Au petit matin, quand le premier rayon de soleil entra dans la chambre, Zhuang Rong était déjà debout. Après une toilette sommaire, une servante apporta le petit-déjeuner.
« Madame, le jeune maître vous a apporté le petit-déjeuner », dit la servante.
Après avoir posé le plateau, elle aida Zhuang Rong à se coiffer, lui nouant une tresse.
« Lin Jiang est si prévenant », répondit Zhuang Rong.
Bientôt, Zhuang Rong entama son repas. C'était un menu simple — une bouillie de riz spirituel, quelques accompagnements et une tasse de lait.
« C'est le jeune maître qui l'a préparé lui-même. Il cuisine très bien », ajouta la servante.
« Ce n'est pas convenable. Il est le jeune maître de la famille Lin. Savoir cuisiner ne lui apportera rien de bon », remarqua Zhuang Rong.

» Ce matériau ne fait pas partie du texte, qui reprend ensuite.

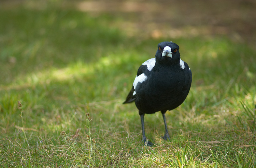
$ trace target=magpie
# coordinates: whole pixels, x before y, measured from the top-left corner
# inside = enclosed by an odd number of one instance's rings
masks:
[[[135,102],[140,116],[142,141],[148,146],[153,144],[145,135],[145,114],[161,111],[165,133],[162,138],[170,140],[165,113],[180,105],[188,94],[192,82],[190,68],[181,59],[179,46],[171,41],[159,43],[155,57],[140,67],[132,87],[123,103]]]

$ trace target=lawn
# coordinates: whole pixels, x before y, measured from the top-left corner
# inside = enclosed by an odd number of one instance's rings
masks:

« Mais cela montre son amour filial. Réfléchissez : parmi tant d'épouses dans cette famille, laquelle a eu droit à un repas préparé par ses propres enfants ? » objecta la servante.
« Tu n'as pas tort », concéda Zhuang Rong.
Zhuang Rong hocha la tête. Lin Batian avait une dizaine de concubines, presque toutes avec des enfants. Mais ces jeunes maîtres et demoiselles ne cuisinaient jamais — n'était-ce pas toujours les domestiques qui s'en chargeaient ?
« Allons voir ce que fait Lin Jiang », dit Zhuang Rong à la servante une fois le petit-déjeuner terminé.
Puis elle sortit. Après avoir interrogé quelques serviteurs, elle apprit que Lin Jiang était dans la zone des terres spirituelles. Elle s'y rendit avec la servante.
À cet instant, Lin Jiang faisait pleuvoir sur les 50 mu d'Herbe Pousse-Jaune. L'Herbe Pousse-Jaune était une herbe spirituelle du rang le plus bas. L'eau de source du Domaine du Pêcher Spirituel ne charriait que très peu de Qi Spirituel, aussi l'Ancien Huang avait-il dit à Lin Jiang que la source locale n'était pas assez bonne et qu'un sort était nécessaire.
Auparavant, Lin Jiang avait toujours acheté des Talismans de Pluie. Activer ces talismans spirituels faisait tomber la pluie, et cette pluie contenait un peu de Qi Spirituel. Mais à présent, Lin Jiang avait atteint le quatrième palier du Raffinement du Qi, si bien que la Puissance Spirituelle de son corps suffisait à lancer le sort sans aide. Il faisait pleuvoir en activant la Technique de la Pluie pour arroser l'Herbe Pousse-Jaune.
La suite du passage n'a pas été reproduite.